In contrast, Ethereum – and most other popular cryptocurrencies – are backed by nothing at all. The only thing holding up the price is the optimism of other investors, all of whom think they’ll be able to sell the cryptocoin for more money later to someone else – what’s called the “greater fool theory” of investing. Speculation is the only thing driving Ethereum and other cryptos higher.

For this reason, among others, investing legend Warren Buffett won’t touch cryptocurrency and has even gone on record to call it “rat poison squared.”

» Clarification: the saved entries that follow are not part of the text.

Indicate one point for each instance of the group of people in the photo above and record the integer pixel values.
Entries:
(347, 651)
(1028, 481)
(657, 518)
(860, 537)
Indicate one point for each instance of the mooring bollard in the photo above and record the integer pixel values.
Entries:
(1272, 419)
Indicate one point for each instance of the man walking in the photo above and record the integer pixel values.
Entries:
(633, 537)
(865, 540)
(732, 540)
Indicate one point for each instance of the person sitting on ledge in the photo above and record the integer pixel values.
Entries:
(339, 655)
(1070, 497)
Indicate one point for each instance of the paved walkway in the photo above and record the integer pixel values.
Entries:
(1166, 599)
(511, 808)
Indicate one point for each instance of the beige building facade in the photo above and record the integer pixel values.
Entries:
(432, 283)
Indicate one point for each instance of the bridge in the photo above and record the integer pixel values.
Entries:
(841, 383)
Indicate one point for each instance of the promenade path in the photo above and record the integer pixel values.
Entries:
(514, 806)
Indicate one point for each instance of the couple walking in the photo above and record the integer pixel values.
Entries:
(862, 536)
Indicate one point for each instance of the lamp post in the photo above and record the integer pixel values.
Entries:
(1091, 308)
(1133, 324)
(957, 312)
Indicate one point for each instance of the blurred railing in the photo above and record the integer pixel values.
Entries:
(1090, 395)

Should you buy or stake Ethereum?

If you’re looking to speculate on Ethereum, it’s simple to just buy and trade the cryptocurrency on a popular trading platform such as Robinhood or Binance.US. You can access the market 24 hours a day, and you’ll have good liquidity, meaning you can transact without moving the price much. The profit calculus is simple, too: You profit when you sell coins for more than you paid.

If you’re thinking about staking Ethereum, you have a few options. More advanced users can participate in solo staking, which requires running your own validator. You’ll need technical expertise, a significant position (typically a minimum of 32 ether) and dedicated hardware.

A more accessible option is participating in a staking pool. You contribute your ether to a pool along with other investors, and the rewards are distributed proportionally based on your contribution. Some crypto exchanges also offer staking services, which are convenient, but might generate lower returns.

In the end, it’s easier to buy Ethereum than to stake it and requires less effort.

Bottom line

Speculators can invest in cryptocurrencies such as Ethereum directly, but they can also invest in the companies that may profit from a move toward digital currencies.

Whether you’re trading Ethereum, Bitcoin or any cryptocurrency companies, it’s vital to understand the risks, including the potential loss of your entire investment. Investors should take a measured approach with cryptocurrency, given its volatility and many risks. Those who are looking to get a taste of the action should not invest more than they can afford to lose.

Editorial Disclaimer: All investors are advised to conduct their own independent research into investment strategies before making an investment decision. In addition, investors are advised that past investment product performance is no guarantee of future price appreciation.